Re: [PATCH 19/22] KVM: x86/mmu: Add infrastructure to allow walking rmaps outside of mmu_lock

[Sean Christopherson]

On Mon, Sep 09, 2024, James Houghton wrote:
> On Mon, Sep 9, 2024 at 3:02 PM Sean Christopherson <seanjc@google.com> wrote:
> >
> > On Mon, Sep 09, 2024, James Houghton wrote:
> > > On Mon, Sep 9, 2024 at 1:02 PM Sean Christopherson <seanjc@google.com> wrote:
> > > > Hmm, no, not smp_rmb().  If anything, the appropriate barrier here would be
> > > > smp_mb__after_spinlock(), but I'm pretty sure even that is misleading, and arguably
> > > > even wrong.
> > >
> > > I don't think smp_mb__after_spinlock() is right either. This seems to
> > > be used following the acquisition of a spinlock to promote the memory
> > > ordering from an acquire barrier (that is implicit with the lock
> > > acquisition, e.g. [1]) to a full barrier. IIUC, we have no need for a
> > > stronger-than-usual barrier. But I guess I'm not really sure.
> > >
> > > In this case, I'm complaining that we don't have the usual memory
> > > ordering restrictions that come with a spinlock.
> >
> > What makes you think that?
> 
> Ok I was under the impression that try_cmpxchg() did not carry memory
> ordering guarantees (i.e., I thought it was try_cmpxchg_relaxed()).
> Sorry....
> 
> So the way I would write this is with try_cmpxchg_relaxed() in the
> loop and then smp_rmb() after we break out of the loop, at least for
> the `old_val != 0` case. Kinda like this [4].
> 
> Did you really want try_cmpxchg(), not try_cmpxchg_relaxed()?

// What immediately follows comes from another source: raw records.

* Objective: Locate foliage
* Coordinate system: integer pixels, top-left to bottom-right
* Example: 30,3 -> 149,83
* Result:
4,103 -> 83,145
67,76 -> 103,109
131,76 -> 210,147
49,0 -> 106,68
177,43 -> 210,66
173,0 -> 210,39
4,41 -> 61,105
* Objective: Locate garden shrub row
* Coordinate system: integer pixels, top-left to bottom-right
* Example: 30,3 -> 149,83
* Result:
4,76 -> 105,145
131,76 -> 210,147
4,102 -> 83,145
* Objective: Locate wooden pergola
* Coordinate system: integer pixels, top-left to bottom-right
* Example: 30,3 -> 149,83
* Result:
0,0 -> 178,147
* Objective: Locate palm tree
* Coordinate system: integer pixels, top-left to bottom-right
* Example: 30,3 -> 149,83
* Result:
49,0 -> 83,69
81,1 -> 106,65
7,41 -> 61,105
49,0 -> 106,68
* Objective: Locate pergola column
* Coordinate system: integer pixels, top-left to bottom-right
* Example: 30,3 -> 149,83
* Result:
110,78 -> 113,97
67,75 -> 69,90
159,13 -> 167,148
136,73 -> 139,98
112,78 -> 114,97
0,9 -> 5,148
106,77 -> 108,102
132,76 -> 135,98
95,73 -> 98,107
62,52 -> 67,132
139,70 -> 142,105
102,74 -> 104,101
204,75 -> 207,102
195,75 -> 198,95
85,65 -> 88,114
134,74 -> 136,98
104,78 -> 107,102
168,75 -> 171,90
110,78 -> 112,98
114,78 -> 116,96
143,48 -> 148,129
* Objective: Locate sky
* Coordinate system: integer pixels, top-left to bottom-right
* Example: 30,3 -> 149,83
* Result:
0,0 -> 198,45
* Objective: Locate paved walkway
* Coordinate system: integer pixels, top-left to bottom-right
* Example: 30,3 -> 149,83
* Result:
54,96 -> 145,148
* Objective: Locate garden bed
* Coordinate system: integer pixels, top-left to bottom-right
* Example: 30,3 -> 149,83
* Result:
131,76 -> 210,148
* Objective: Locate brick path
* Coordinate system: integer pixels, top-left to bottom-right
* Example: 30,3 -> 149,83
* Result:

Heh, why would I care?  On x86, they are the same thing.  Yeah, I could tease out
some subtle difference to super precisely describe KVM's behavior, but that more
or less defeats the value proposition of total-store ordered architectures: take
on more complexity in hardware (and possibly loss in performance) to allow for
simpler software.

> Just comparing against bit_spin_lock, test_and_set_bit_lock()
> documents the requirement for acquire barrier semantics[5].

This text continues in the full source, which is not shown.